It is a remarkable feature of the quantum world – one that at least one future Nobel prizewinner was skeptical could be true - that extremely-low-noise logical qubits of a quantum computer can be built up from irredeemably noisy physical qubits undergoing imperfect interactions. Key was the realization that judiciously chosen multi-qubit measurements can reveal information about possible errors (so-called parity checks), without destroying the information being processed by the logical qubits of the computation.
In his recent arxiv preprint Daniel Litinski has introduced a new way of achieving such fault tolerance. His blocklet approach brings together the best aspects of the two previous paradigms which were based on either concatenated codes or low-density parity check (LDPC) codes. He does so by discovering a fault-tolerant way to measure large-weight checks (which offer higher error tolerances) using only constant-weight physical measurements. Blocklets also achieve high rates – meaning a large number of logical qubits can be encoded into a relatively small number of physical qubits.

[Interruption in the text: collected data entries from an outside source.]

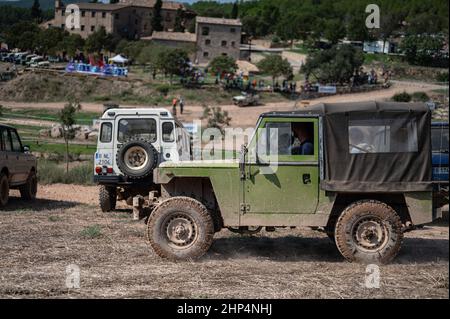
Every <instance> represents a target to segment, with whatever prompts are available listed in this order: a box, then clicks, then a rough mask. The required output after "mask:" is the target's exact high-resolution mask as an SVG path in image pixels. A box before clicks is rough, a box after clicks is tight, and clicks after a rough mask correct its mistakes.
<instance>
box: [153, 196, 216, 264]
mask: <svg viewBox="0 0 450 319" xmlns="http://www.w3.org/2000/svg"><path fill="white" fill-rule="evenodd" d="M147 236H148V241H149V243H150V246H151V247H152V248H153V250H154V251H155V252H156V254H158V255H159V256H160V257H163V258H168V259H171V260H190V259H197V258H200V257H201V256H203V255H204V254H205V253H206V252H207V251H208V249H209V247H211V244H212V242H213V238H214V223H213V219H212V217H211V215H210V214H209V212H208V210H207V209H206V207H205V206H204V205H203V204H202V203H200V202H199V201H197V200H195V199H192V198H189V197H172V198H170V199H168V200H166V201H164V202H162V203H161V204H160V205H158V206H157V207H156V208H155V209H154V210H153V212H152V213H151V215H150V217H149V220H148V228H147Z"/></svg>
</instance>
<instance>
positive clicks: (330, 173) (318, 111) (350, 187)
mask: <svg viewBox="0 0 450 319" xmlns="http://www.w3.org/2000/svg"><path fill="white" fill-rule="evenodd" d="M300 113H303V115H305V114H308V113H310V114H317V115H319V116H320V117H321V118H322V127H323V141H324V144H323V154H321V155H322V158H323V167H322V169H323V178H322V180H321V188H322V189H324V190H328V191H339V192H385V191H391V192H414V191H429V190H431V188H432V185H431V179H432V165H431V111H430V110H429V108H428V107H427V105H426V104H423V103H398V102H358V103H336V104H318V105H315V106H312V107H309V108H306V109H304V110H302V111H300Z"/></svg>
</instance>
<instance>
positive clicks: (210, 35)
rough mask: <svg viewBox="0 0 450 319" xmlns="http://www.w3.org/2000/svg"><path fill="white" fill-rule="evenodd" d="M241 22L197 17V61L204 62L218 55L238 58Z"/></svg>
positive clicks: (239, 47) (220, 19)
mask: <svg viewBox="0 0 450 319" xmlns="http://www.w3.org/2000/svg"><path fill="white" fill-rule="evenodd" d="M241 29H242V23H241V21H240V20H238V19H222V18H208V17H197V18H196V25H195V33H196V36H197V59H196V60H197V61H196V62H197V63H199V64H206V63H208V62H209V61H211V60H212V59H213V58H215V57H216V56H219V55H228V56H230V57H232V58H234V59H235V60H238V59H239V58H240V44H241Z"/></svg>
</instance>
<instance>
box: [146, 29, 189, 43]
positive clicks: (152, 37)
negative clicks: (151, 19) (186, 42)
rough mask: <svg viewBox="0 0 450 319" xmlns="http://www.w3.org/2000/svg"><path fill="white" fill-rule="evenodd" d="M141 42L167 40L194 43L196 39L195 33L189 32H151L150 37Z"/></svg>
mask: <svg viewBox="0 0 450 319" xmlns="http://www.w3.org/2000/svg"><path fill="white" fill-rule="evenodd" d="M142 39H143V40H169V41H180V42H195V41H197V37H196V35H195V33H189V32H166V31H153V34H152V36H151V37H147V38H142Z"/></svg>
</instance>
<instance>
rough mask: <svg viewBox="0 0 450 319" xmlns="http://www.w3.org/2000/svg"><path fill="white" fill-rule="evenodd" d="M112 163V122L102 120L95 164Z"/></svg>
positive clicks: (105, 165) (112, 147)
mask: <svg viewBox="0 0 450 319" xmlns="http://www.w3.org/2000/svg"><path fill="white" fill-rule="evenodd" d="M113 165H114V154H113V122H112V121H102V122H101V124H100V134H99V136H98V142H97V152H96V153H95V166H102V167H103V166H106V167H112V166H113Z"/></svg>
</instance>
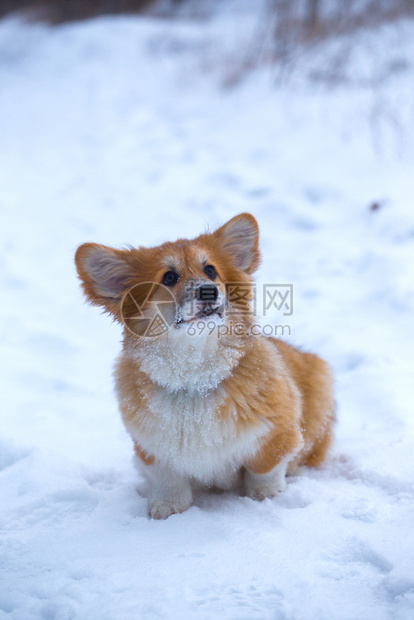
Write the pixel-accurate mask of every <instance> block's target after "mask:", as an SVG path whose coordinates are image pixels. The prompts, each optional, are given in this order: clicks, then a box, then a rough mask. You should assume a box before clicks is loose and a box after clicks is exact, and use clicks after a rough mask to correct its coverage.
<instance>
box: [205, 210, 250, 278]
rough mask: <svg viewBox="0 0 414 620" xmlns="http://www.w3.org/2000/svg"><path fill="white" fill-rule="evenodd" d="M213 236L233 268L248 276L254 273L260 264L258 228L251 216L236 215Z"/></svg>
mask: <svg viewBox="0 0 414 620" xmlns="http://www.w3.org/2000/svg"><path fill="white" fill-rule="evenodd" d="M213 235H214V236H215V237H216V239H217V240H218V242H219V245H220V250H221V251H222V252H224V254H226V255H227V256H228V258H229V259H230V261H231V262H232V264H233V265H234V266H235V267H237V268H238V269H241V270H242V271H244V272H246V273H248V274H251V273H253V272H254V271H256V269H257V268H258V266H259V264H260V251H259V226H258V224H257V222H256V220H255V218H254V217H253V215H250V213H241V214H240V215H236V217H233V218H232V219H231V220H230V221H229V222H227V224H224V225H223V226H222V227H221V228H219V229H218V230H216V231H215V232H214V233H213Z"/></svg>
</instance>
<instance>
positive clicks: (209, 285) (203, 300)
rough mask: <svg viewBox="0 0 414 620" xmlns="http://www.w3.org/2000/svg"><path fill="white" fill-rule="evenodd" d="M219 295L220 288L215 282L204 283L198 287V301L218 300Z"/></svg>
mask: <svg viewBox="0 0 414 620" xmlns="http://www.w3.org/2000/svg"><path fill="white" fill-rule="evenodd" d="M217 297H218V288H217V286H215V284H203V285H202V286H199V287H198V288H197V289H196V299H197V300H198V301H206V302H211V301H216V299H217Z"/></svg>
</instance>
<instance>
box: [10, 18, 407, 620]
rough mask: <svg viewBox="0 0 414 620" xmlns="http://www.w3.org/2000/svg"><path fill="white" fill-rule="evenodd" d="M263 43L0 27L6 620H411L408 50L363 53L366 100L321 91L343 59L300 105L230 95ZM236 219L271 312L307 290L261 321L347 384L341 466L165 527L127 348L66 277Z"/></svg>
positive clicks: (333, 453)
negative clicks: (334, 70) (273, 292)
mask: <svg viewBox="0 0 414 620" xmlns="http://www.w3.org/2000/svg"><path fill="white" fill-rule="evenodd" d="M246 23H248V15H247V14H242V13H240V20H238V19H237V18H236V17H235V15H234V13H228V12H227V13H226V12H223V14H220V12H218V14H217V15H216V16H215V17H214V19H212V20H210V21H208V22H206V23H202V22H197V21H193V22H192V21H190V20H187V21H186V20H184V19H183V20H181V21H180V20H176V21H174V22H170V21H168V20H160V21H157V20H155V19H151V18H149V17H147V18H133V17H120V18H100V19H95V20H91V21H88V22H84V23H79V24H70V25H62V26H59V27H55V28H52V27H48V26H45V25H41V24H28V23H24V22H22V21H19V20H16V19H6V20H3V21H2V22H0V210H1V211H0V214H1V227H0V235H1V258H0V260H1V271H0V279H1V302H2V303H1V304H0V316H1V328H0V329H1V343H2V355H1V365H2V368H1V384H2V396H1V410H2V411H1V419H0V489H1V495H0V496H1V512H0V528H1V548H0V571H1V581H0V619H1V620H3V619H6V618H7V619H9V618H11V619H13V620H35V619H36V620H38V619H48V620H75V619H76V620H85V619H88V620H141V619H142V620H156V619H168V620H176V619H177V620H182V619H184V618H185V619H190V620H192V619H194V620H210V619H214V620H215V619H217V618H220V619H223V620H282V619H283V620H325V619H326V620H332V619H335V620H336V619H338V620H369V619H372V620H374V619H375V620H395V619H397V620H400V619H404V620H405V619H406V620H408V619H411V618H413V617H414V458H413V453H414V445H413V436H414V415H413V403H414V380H413V353H412V349H413V345H414V338H413V336H414V323H413V311H414V273H413V272H414V216H413V196H414V173H413V164H414V152H413V151H414V150H413V148H412V144H413V131H412V127H411V126H412V120H413V119H414V106H413V103H412V97H413V95H412V93H413V92H414V91H413V89H412V83H413V76H414V71H413V65H412V64H410V63H412V58H413V57H414V56H413V43H412V41H414V25H413V24H412V23H409V22H405V23H400V24H398V23H395V24H393V25H391V26H388V27H384V28H382V29H379V30H378V31H377V32H375V33H365V34H364V33H359V34H358V37H357V38H356V40H355V41H356V42H355V46H354V48H353V49H352V55H351V57H350V59H349V63H350V64H349V65H348V70H349V71H350V75H351V76H352V75H354V74H358V75H359V76H360V78H358V79H357V80H356V81H355V83H353V82H352V80H351V81H349V80H348V81H346V80H345V81H344V82H343V83H342V84H332V85H323V84H321V83H320V82H317V81H315V80H312V79H310V78H309V76H308V73H309V72H310V73H312V70H313V69H312V67H315V66H320V64H321V62H322V59H323V58H326V57H327V55H329V53H330V51H329V50H331V51H332V49H333V48H335V45H336V44H329V45H328V44H326V45H325V46H324V47H322V48H319V49H318V50H317V51H313V52H309V58H307V57H306V55H305V58H304V59H303V60H302V64H301V63H299V64H298V65H296V68H295V76H296V77H295V78H294V79H292V81H291V82H289V83H283V84H282V83H281V82H280V80H279V79H278V75H277V72H275V71H273V68H272V67H263V68H261V69H259V68H257V69H256V70H254V71H252V72H251V73H249V74H248V75H246V77H245V79H244V80H242V81H241V83H240V84H238V85H236V86H233V87H232V88H230V87H225V86H224V84H225V83H226V76H227V75H228V74H229V73H231V72H232V66H231V62H232V61H231V58H232V55H231V54H229V53H228V51H229V49H230V47H231V45H234V46H235V47H234V50H233V51H235V50H236V49H237V45H236V44H235V41H237V36H240V38H241V39H243V37H246ZM252 24H253V22H251V23H250V25H251V27H252V30H253V29H254V27H253V26H254V25H252ZM220 45H221V47H220ZM335 49H336V48H335ZM334 52H335V50H334ZM334 52H332V53H334ZM336 52H337V50H336ZM336 52H335V53H336ZM393 58H394V59H395V58H397V59H398V58H399V59H400V61H401V59H403V61H404V62H402V61H401V62H400V65H398V63H397V61H395V62H396V64H395V67H398V66H399V67H400V70H399V71H397V69H395V71H393V72H390V73H389V75H388V74H387V73H386V72H385V73H383V74H382V73H381V71H380V67H381V66H385V64H386V63H390V62H391V60H392V59H393ZM308 61H309V63H308V65H306V63H307V62H308ZM318 63H319V64H318ZM404 63H405V64H404ZM352 67H353V68H352ZM395 67H394V68H395ZM308 69H309V71H308ZM376 71H377V73H378V74H379V73H381V75H383V79H381V80H379V79H372V80H371V81H370V80H369V79H366V75H368V76H370V75H372V74H373V73H375V72H376ZM358 72H359V73H358ZM275 73H276V74H275ZM310 73H309V74H310ZM375 75H377V74H375ZM298 76H299V78H300V79H297V78H298ZM361 76H362V77H361ZM364 76H365V77H364ZM374 78H375V76H374ZM410 97H411V99H410ZM399 114H400V116H399ZM373 203H378V205H379V208H377V209H374V210H371V209H370V205H372V204H373ZM243 211H249V212H251V213H252V214H253V215H254V216H255V217H256V218H257V219H258V221H259V224H260V226H261V245H262V251H263V263H262V266H261V268H260V270H259V272H258V274H257V281H258V283H259V287H260V286H261V285H262V284H263V283H279V284H280V283H293V287H294V289H293V290H294V312H293V315H292V316H283V315H282V314H281V312H278V311H277V310H276V309H275V310H273V311H272V312H271V313H268V315H267V316H266V317H264V319H263V320H264V321H265V323H266V324H270V325H275V324H278V325H289V326H290V329H291V336H290V337H289V340H290V341H291V342H292V343H294V344H296V345H301V346H303V347H304V348H305V349H308V350H312V351H314V352H317V353H319V354H320V355H321V356H323V357H324V358H326V359H327V360H328V361H329V362H330V363H331V365H332V367H333V369H334V373H335V377H336V398H337V402H338V424H337V427H336V438H335V443H334V446H333V449H332V452H331V455H330V457H329V459H328V460H327V462H326V463H325V464H324V465H323V466H322V467H321V468H319V469H316V470H311V469H307V470H305V471H304V472H303V473H302V474H301V475H300V476H298V477H292V478H289V479H288V485H287V489H286V491H284V492H283V493H281V494H280V495H279V496H278V497H276V498H275V499H272V500H270V499H268V500H265V501H264V502H261V503H259V502H254V501H252V500H250V499H247V498H244V497H239V496H237V495H235V494H231V493H223V494H217V495H214V494H199V495H197V496H196V498H195V502H194V506H193V507H191V508H190V509H189V510H188V511H187V512H185V513H183V514H181V515H175V516H172V517H170V518H169V519H167V520H166V521H162V522H159V521H153V520H150V519H149V518H148V516H147V497H146V495H147V489H146V488H145V485H144V484H143V482H142V480H140V479H139V478H138V474H137V473H136V471H135V469H134V467H133V464H132V458H131V457H132V446H131V441H130V439H129V437H128V436H127V433H126V431H125V430H124V428H123V426H122V424H121V421H120V417H119V414H118V412H117V405H116V401H115V397H114V393H113V387H112V378H111V369H112V365H113V360H114V358H115V356H116V354H117V353H118V351H119V348H120V337H121V330H120V327H119V326H118V325H116V324H114V323H111V320H110V319H109V318H108V317H107V316H104V315H101V313H100V311H99V310H98V309H92V308H90V307H88V306H87V305H85V304H84V300H83V297H82V294H81V291H80V288H79V283H78V281H77V278H76V276H75V270H74V264H73V254H74V251H75V249H76V247H77V245H78V244H80V243H82V242H85V241H96V242H99V243H104V244H107V245H113V246H117V247H120V246H122V245H124V244H127V243H131V244H134V245H141V244H142V245H155V244H158V243H160V242H163V241H165V240H173V239H175V238H178V237H180V236H185V237H192V236H196V235H197V234H199V233H200V232H202V231H203V230H204V229H205V228H206V226H209V227H210V228H213V227H214V226H216V225H218V224H221V223H223V222H225V221H226V220H227V219H229V218H230V217H232V216H234V215H236V214H237V213H240V212H243ZM259 310H260V309H259Z"/></svg>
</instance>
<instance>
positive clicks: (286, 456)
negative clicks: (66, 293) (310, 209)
mask: <svg viewBox="0 0 414 620" xmlns="http://www.w3.org/2000/svg"><path fill="white" fill-rule="evenodd" d="M258 236H259V235H258V226H257V222H256V220H255V219H254V218H253V216H251V215H250V214H241V215H239V216H236V217H234V218H233V219H232V220H230V221H229V222H228V223H227V224H225V225H224V226H222V227H221V228H219V229H218V230H217V231H215V232H213V233H206V234H203V235H201V236H199V237H197V238H196V239H194V240H186V239H180V240H178V241H177V242H174V243H170V242H168V243H165V244H163V245H161V246H159V247H155V248H138V249H128V250H114V249H112V248H107V247H105V246H99V245H97V244H84V245H82V246H80V248H78V251H77V254H76V265H77V269H78V273H79V276H80V278H81V281H82V284H83V289H84V292H85V294H86V297H87V299H88V300H89V301H90V302H91V303H92V304H95V305H100V306H103V307H104V308H105V310H107V311H108V312H109V313H111V314H112V315H113V316H114V317H115V318H116V319H117V320H121V314H120V304H121V300H122V296H123V294H124V292H125V290H127V289H128V288H131V287H133V286H134V285H136V284H138V283H140V282H148V281H151V282H161V281H162V278H163V275H164V274H165V272H167V271H169V270H173V271H174V272H176V273H177V274H178V275H179V280H178V282H177V283H176V284H175V285H174V286H173V287H171V291H172V293H173V294H174V297H175V300H176V305H177V308H178V310H177V316H176V317H171V321H172V322H173V326H172V327H171V328H170V329H169V330H168V331H167V332H165V333H164V334H163V335H161V336H160V337H158V338H140V337H136V336H134V335H133V334H131V333H130V332H129V331H127V330H126V329H125V331H124V342H123V349H122V352H121V355H120V357H119V359H118V361H117V363H116V368H115V379H116V391H117V396H118V401H119V406H120V410H121V415H122V419H123V421H124V424H125V427H126V428H127V430H128V432H129V433H130V435H131V437H132V439H133V441H134V445H135V453H136V455H137V457H138V458H137V462H138V463H139V466H140V468H141V470H142V471H143V472H144V474H145V475H146V477H147V478H148V480H149V482H150V485H151V496H150V502H149V514H150V516H151V517H153V518H166V517H168V516H169V515H171V514H174V513H179V512H183V511H184V510H186V509H187V508H188V507H189V506H190V505H191V502H192V492H193V491H192V487H193V486H194V484H195V483H198V482H201V483H203V484H207V485H214V486H219V487H221V488H225V489H230V488H236V487H238V486H239V485H240V481H244V490H245V493H246V495H248V496H249V497H252V498H253V499H258V500H262V499H264V498H265V497H273V496H274V495H276V494H277V493H278V492H279V491H281V490H283V488H284V486H285V474H286V471H290V470H292V469H293V468H296V467H297V466H299V465H310V466H316V465H318V464H320V463H321V462H322V461H323V459H324V457H325V455H326V452H327V449H328V448H329V445H330V442H331V428H332V422H333V418H334V413H333V411H334V407H333V396H332V377H331V373H330V370H329V367H328V366H327V364H326V363H325V362H324V361H323V360H321V359H320V358H318V357H317V356H315V355H312V354H309V353H303V352H300V351H298V350H296V349H294V348H293V347H291V346H290V345H288V344H286V343H284V342H282V341H280V340H276V339H273V338H266V337H262V336H251V335H249V326H250V321H251V316H250V315H246V314H243V313H240V312H238V311H237V308H233V312H232V313H228V312H218V310H219V309H220V308H222V307H223V308H224V307H225V308H226V309H227V310H228V309H229V308H228V306H229V300H228V299H227V298H226V286H225V285H226V283H228V282H241V283H244V284H245V285H249V283H250V282H251V274H252V273H254V271H255V270H256V269H257V267H258V265H259V262H260V254H259V248H258ZM206 264H208V265H213V266H214V267H215V270H216V273H217V277H216V278H215V279H214V284H215V285H216V286H217V288H218V296H217V300H216V302H215V304H216V306H217V308H216V309H217V314H214V315H212V316H211V317H209V319H208V320H209V321H210V323H211V322H212V321H213V322H214V323H215V324H216V325H217V327H219V326H220V325H226V326H227V327H233V328H234V326H239V327H240V328H241V330H239V333H241V334H243V335H236V334H235V333H234V329H233V330H230V329H228V330H227V332H228V335H227V336H225V337H222V338H218V337H217V330H214V331H213V333H208V332H207V330H204V331H203V332H202V333H201V334H197V333H196V334H195V335H192V336H190V335H189V334H188V331H189V330H188V327H189V326H191V324H192V321H195V322H196V321H200V320H203V319H200V317H199V316H197V306H196V315H195V316H194V317H193V316H191V312H189V309H188V304H189V299H188V287H187V288H186V284H187V283H188V282H190V281H191V282H196V284H197V285H200V284H203V283H209V282H210V280H209V279H208V278H207V277H206V275H205V274H204V271H203V270H204V269H205V266H206ZM178 315H179V316H178ZM187 316H189V319H187V320H183V319H182V317H187ZM205 320H207V319H205Z"/></svg>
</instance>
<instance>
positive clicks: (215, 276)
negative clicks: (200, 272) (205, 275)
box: [204, 265, 217, 280]
mask: <svg viewBox="0 0 414 620" xmlns="http://www.w3.org/2000/svg"><path fill="white" fill-rule="evenodd" d="M204 273H205V274H206V276H207V278H210V280H214V278H215V277H216V275H217V274H216V270H215V269H214V267H213V265H206V266H205V267H204Z"/></svg>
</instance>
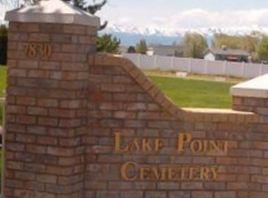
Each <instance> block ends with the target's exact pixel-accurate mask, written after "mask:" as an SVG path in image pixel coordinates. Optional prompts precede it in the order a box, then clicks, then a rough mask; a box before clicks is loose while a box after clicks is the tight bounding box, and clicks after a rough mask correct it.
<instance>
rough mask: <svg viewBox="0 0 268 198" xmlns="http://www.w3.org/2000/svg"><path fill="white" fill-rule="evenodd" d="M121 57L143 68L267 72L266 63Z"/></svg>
mask: <svg viewBox="0 0 268 198" xmlns="http://www.w3.org/2000/svg"><path fill="white" fill-rule="evenodd" d="M123 57H125V58H127V59H129V60H131V61H132V62H134V63H135V64H136V65H137V66H138V67H139V68H141V69H143V70H160V71H176V72H187V73H195V74H205V75H221V76H233V77H239V78H254V77H257V76H260V75H263V74H266V73H268V65H264V64H256V63H240V62H227V61H208V60H204V59H193V58H179V57H170V56H158V55H154V56H147V55H141V54H123Z"/></svg>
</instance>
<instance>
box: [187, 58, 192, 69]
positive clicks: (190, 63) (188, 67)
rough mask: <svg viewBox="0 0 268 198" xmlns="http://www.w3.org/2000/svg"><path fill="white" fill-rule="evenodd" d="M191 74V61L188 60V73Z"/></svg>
mask: <svg viewBox="0 0 268 198" xmlns="http://www.w3.org/2000/svg"><path fill="white" fill-rule="evenodd" d="M191 72H192V59H191V58H189V62H188V73H191Z"/></svg>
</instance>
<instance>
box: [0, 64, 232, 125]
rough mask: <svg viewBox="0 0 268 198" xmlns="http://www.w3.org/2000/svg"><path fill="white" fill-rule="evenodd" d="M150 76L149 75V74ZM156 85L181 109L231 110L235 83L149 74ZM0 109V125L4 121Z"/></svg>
mask: <svg viewBox="0 0 268 198" xmlns="http://www.w3.org/2000/svg"><path fill="white" fill-rule="evenodd" d="M147 74H148V73H147ZM148 75H149V77H150V78H151V79H152V80H153V81H154V82H155V83H156V85H157V86H158V87H159V88H160V89H161V90H162V91H163V92H164V93H165V94H166V95H167V96H168V97H169V98H170V99H171V100H172V101H173V102H174V103H175V104H177V105H178V106H179V107H193V108H195V107H196V108H231V102H232V98H231V96H230V94H229V90H230V87H231V86H232V85H234V82H217V81H213V80H198V79H184V78H176V77H171V76H159V75H152V74H148ZM5 88H6V67H3V66H0V97H3V96H4V90H5ZM2 111H3V109H2V107H0V124H1V120H2Z"/></svg>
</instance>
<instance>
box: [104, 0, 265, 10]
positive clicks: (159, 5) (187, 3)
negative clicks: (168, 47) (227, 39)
mask: <svg viewBox="0 0 268 198" xmlns="http://www.w3.org/2000/svg"><path fill="white" fill-rule="evenodd" d="M109 5H110V6H116V7H124V8H127V9H132V8H141V7H144V8H146V9H151V8H152V7H153V5H154V6H155V8H157V9H158V8H163V9H164V10H175V9H176V10H178V11H182V10H187V9H194V8H201V9H206V10H214V11H216V10H218V11H220V10H226V9H228V10H230V9H231V10H237V9H240V10H241V9H253V8H255V9H256V8H265V7H268V1H267V0H109Z"/></svg>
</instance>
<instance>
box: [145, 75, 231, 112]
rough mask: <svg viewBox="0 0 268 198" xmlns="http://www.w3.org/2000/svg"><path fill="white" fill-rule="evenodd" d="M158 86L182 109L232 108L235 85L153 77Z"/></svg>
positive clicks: (170, 77) (216, 82) (210, 81)
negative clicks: (232, 100) (229, 92)
mask: <svg viewBox="0 0 268 198" xmlns="http://www.w3.org/2000/svg"><path fill="white" fill-rule="evenodd" d="M150 78H151V79H152V80H153V81H154V82H155V83H156V84H157V86H158V87H159V88H160V89H161V90H162V91H163V92H164V93H165V94H166V95H167V96H168V97H169V98H170V99H171V100H172V101H173V102H175V103H176V104H177V105H178V106H180V107H200V108H231V99H232V98H231V96H230V94H229V90H230V87H231V86H232V85H233V83H230V82H216V81H207V80H196V79H182V78H175V77H161V76H151V75H150Z"/></svg>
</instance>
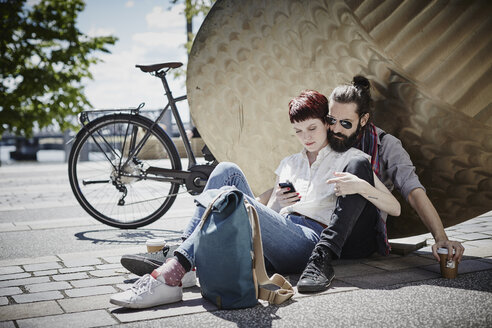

Two Paradigms: Concatenation vs LDPC
Fault tolerance via code concatenation is mathematically attractive and powerful. It was used by Aharonov and Ben Or in 1999 to provide the first proof that fault tolerance is in principle possible. More recently, concatenation was used to prove the remarkable result that arbitrarily long fault tolerant quantum computation with a fixed ratio of physical to logical qubits is theoretically possible. Concatenation starts with designing a slightly-better logical qubit from a small number of physical qubits using a suitable error correcting code. Then each one of the new qubits is recursively replaced with similarly encoded versions of themselves, achieving extremely rapid noise suppression. This sounds simple, but delicate juggling is necessary to ensure that errors do not spread as more and more qubits interact. While the performance of concatenated codes can theoretically be excellent, from a practical perspective one big downside is an explosion of complexity in the multi-qubit measurements required for correction, meaning it is extremely difficult to embed this approach sensibly into the real-world constraints of space and time – the arena in which any machine must actually be assembled!
Most recent work has therefore focused on fault tolerance achieved through LDPC codes, the most famous of which is Kitaev’s toric code. In this approach any given physical qubit undergoes only a small (fixed) number of interactions, typically only with near neighbors. This makes it much simpler to see how errors can be identified before they spread and destroy the underlying logical qubits. It also has beautiful connections to areas of many-body quantum physics, particularly topological quantum field theories. From a practical perspective it is relatively easy to map the requisite multi-qubit measurements – the so-called “parity checks” – to a layout of nearest neighbor qubits on a lattice. Earlier this year this mapping was used by Google to build an impressive demonstration of a logical qubit with a lower error rate than the physical qubits from which it is comprised.
Litinski’s blocklet protocols only require small (fixed) hardware per parity measurement, just like the topological approach, but in a way that leads to very large numbers of measurement outcomes contributing to some of the parity checks, achieving the attractive noise suppression of concatenated code approaches. It is also easy to implement them in real-world photonic architectures. They really are a “goldi(b)locks” paradigm for fault tolerance!